In going through my Cokesbury Hymnal this Christmas season, I’ve enjoyed playing some of my favorite carols. I’m struck by how rousing and jubilant they are, like “Joy to the World” and “Hark! The Herald Angels Sing.”
A third could be added to that list of upbeat, glorious carols: “O Come, All Ye Faithful.”
I have not written a post about the song itself, though I did allude to it in “Stop Amending the Classics, Bring Back Melody” last December. In that post, I complained that an additional modern chorus added to “O Come, All Ye Faithful” cause the congregation to go “from a lusty chorus of socially-distanced congregants to a few people mumbling along to the tuneless new chorus.” You can’t improve upon the classics! I also referenced the carol in another post in the context of my niece singing along to the tune with gusto when she was three-years old.
Regardless, it is such a classic carol. The chorus is iconic, with its stepwise melody suddenly jumping down a fourth and then up a sixth (“O come let us adore Him / O come let us adore Him”; bold indicates the pitches I’m referencing). The opening of each verse is rousing, too, with that same fourth interval, followed by a drop of a fifth. Dropping from the A in the melody to the E reinforces the key of A major powerfully, and the E7 in the second measure further reinforces the strong I-V-I relationship of the tune, giving it something of that grandiose, glorious feel.
The origins of “O Come, All Ye Faithful” are a bit murky, though the carol was once called “Adestes Fideles” (and is often still listed as such in some hymnals), the Latin title for the four Latin verses written in the eighteenth century by John Francis Wade. Indeed, the music from my Cokesbury Hymnal attributes it to “Wade’s Cantus Diversi,” with the translation by Frederick Oakley, an English Catholic priest. Oakley’s translation dates to 1841, ninety years after Wade’s lyrics from 1751.
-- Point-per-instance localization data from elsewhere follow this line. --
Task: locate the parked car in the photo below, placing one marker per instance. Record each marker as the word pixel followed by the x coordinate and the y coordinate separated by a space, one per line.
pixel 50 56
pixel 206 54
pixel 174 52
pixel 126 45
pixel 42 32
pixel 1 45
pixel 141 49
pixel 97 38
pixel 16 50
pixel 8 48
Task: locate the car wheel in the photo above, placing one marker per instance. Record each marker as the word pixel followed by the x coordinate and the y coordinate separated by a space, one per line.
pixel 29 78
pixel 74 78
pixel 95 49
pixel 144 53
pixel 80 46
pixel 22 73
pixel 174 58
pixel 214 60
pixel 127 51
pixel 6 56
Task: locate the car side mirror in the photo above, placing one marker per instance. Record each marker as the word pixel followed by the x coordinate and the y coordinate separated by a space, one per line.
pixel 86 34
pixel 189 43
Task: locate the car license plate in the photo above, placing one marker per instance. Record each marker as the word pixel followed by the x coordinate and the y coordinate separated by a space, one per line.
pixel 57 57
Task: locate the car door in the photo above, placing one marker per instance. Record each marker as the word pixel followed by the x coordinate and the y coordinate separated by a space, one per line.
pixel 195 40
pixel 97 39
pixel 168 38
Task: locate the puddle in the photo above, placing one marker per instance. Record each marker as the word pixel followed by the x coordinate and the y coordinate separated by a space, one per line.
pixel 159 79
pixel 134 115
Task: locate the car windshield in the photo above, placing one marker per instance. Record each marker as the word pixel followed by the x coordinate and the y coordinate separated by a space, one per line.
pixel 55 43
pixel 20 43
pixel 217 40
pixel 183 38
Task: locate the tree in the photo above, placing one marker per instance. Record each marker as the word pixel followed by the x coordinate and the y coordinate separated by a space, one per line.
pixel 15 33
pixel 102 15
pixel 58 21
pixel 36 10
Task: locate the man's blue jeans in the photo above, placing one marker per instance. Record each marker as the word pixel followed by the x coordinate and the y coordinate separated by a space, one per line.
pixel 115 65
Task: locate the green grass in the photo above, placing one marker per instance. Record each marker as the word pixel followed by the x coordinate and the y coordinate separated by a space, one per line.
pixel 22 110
That said, there is some debate about who composed the music, if not the lyrics. The attributions range from Wade to Handel to King John IV of Portugal. Those are all tantalizing possibilities (especially the idea that the King of Portugal could have written it), but we simply don’t know for sure. Wade’s version from his Cantus Diversi is the first published copy; whether he copied the melody or imitated the work of other composers of the late Baroque/early Classical period is unclear. Of course, it’s entirely possible he composed it himself, and speculating otherwise does a bit of a disservice to the man himself.
Regardless, “O Come, All Ye Faithful” is fun to sing—and play! Give it a try.